AKU INGIN mengisahkan kepadamu sebuah riwayat, sebagaimana orang-orang dulu turun-temurun mengisahkannya. Aku tidak yakin kamu akan menyukainya. Tak apa. Alangkah naif apabila cerita saja harus kita tumpukan pada keyakinan. Jadi santailah. Masuklah ke kamarmu atau ke kakusmu atau ke tempat mana saja di dekatmu yang bisa membuatmu sejenak bebas dari usikan orang.

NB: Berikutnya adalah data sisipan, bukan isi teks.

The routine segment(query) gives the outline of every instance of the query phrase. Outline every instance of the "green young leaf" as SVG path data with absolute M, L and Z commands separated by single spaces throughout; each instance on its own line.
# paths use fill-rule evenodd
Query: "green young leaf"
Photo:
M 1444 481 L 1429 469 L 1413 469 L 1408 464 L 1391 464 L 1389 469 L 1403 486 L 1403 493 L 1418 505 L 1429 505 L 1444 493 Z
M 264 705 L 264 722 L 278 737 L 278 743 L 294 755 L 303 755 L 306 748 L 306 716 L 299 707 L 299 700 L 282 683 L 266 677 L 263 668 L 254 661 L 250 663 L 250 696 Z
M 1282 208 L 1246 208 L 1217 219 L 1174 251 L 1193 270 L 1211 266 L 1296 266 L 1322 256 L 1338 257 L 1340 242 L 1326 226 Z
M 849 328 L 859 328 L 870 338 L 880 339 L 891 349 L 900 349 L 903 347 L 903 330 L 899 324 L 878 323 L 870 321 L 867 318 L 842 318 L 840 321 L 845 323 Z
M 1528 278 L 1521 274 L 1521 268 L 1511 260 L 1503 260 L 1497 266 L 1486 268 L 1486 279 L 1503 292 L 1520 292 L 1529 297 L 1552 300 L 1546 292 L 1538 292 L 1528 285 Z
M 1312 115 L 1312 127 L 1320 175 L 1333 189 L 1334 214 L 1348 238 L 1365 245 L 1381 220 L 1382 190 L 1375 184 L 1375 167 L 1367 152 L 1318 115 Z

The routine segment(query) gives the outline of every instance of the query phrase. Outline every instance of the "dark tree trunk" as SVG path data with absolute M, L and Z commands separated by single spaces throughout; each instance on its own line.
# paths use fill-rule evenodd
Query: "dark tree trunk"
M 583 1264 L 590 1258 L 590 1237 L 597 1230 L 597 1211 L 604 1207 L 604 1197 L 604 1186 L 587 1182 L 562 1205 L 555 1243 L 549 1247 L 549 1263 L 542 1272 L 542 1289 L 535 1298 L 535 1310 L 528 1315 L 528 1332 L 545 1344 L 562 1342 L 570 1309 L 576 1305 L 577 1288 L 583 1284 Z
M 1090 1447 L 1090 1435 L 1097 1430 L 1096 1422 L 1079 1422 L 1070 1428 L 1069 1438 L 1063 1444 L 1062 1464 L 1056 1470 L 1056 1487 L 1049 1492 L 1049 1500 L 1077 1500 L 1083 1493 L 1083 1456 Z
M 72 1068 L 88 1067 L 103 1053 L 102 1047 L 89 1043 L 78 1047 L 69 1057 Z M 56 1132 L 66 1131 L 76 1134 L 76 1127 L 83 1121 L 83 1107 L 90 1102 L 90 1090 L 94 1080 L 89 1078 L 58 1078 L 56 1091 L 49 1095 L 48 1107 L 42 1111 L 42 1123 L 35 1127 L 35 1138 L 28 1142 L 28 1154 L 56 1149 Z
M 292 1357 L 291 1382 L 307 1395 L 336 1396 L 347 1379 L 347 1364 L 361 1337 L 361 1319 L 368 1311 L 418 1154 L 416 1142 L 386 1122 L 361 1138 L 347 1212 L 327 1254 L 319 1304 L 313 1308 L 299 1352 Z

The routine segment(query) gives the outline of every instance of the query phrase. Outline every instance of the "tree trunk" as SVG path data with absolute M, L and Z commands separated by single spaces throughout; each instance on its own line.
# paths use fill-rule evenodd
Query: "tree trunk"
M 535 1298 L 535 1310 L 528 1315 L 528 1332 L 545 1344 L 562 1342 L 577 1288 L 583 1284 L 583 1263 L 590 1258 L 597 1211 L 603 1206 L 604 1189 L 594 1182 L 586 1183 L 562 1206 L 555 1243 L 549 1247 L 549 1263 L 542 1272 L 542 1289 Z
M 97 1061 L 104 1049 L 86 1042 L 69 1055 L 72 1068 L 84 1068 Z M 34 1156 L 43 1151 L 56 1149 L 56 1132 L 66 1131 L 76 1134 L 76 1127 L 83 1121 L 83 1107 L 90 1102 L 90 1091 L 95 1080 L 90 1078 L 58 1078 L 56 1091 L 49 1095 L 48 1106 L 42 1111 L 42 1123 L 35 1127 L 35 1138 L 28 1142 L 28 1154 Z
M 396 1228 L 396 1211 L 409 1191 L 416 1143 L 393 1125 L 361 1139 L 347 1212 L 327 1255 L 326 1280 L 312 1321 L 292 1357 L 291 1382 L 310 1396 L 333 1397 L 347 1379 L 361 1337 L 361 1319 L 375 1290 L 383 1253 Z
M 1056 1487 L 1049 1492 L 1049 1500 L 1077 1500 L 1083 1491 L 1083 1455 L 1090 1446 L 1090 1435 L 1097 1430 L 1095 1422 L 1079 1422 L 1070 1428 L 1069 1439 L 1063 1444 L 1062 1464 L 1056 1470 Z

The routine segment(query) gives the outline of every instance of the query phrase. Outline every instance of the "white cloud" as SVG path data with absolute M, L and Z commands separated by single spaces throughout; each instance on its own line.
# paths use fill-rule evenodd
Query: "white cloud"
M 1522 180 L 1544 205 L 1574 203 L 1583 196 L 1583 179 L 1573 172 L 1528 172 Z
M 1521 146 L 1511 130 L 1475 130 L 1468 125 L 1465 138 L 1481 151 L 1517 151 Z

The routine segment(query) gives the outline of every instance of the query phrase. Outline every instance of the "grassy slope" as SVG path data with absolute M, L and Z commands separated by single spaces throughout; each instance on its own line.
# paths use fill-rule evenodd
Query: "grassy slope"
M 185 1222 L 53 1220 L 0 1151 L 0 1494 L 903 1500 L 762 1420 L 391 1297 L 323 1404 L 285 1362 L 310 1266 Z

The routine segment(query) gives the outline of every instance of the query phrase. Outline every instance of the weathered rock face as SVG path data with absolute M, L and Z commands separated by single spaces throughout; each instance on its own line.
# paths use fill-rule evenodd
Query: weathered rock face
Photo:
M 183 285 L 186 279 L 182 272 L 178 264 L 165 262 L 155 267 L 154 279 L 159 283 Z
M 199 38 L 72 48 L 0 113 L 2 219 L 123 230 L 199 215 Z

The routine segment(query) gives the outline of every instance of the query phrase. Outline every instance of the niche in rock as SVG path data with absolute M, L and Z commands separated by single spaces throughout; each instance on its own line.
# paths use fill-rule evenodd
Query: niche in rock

Jika kamu sudah siap, bacalah dengan suara nyaring seperti saat kamu masih di sekolah menengah dan Kepala Sekolah membacakan teks Pancasila. Atau cukup di dalam hati biar hatimu sempat bercakap-cakap denganmu.
Bukankah kamu belakangan ini jarang mengobrol dengan dirimu sendiri? Bukankah beberapa hari ini kamu direpotkan bagaimana kata orang atau apa kata orang atau yang serupa dengan itu? Maaf, aku terlalu sok tahu atas apa yang kamu alami. Padahal itu pengalamanku sendiri.
Baiklah. Sudah waktunya kamu tahu kisah turun-temurun ini.
***
DUA MURID Guru Zen sedang melakukan perjalanan. Bukan perjalanan biasa, melainkan praktik langsung atas pelajaran yang telah mereka terima dari Sang Guru.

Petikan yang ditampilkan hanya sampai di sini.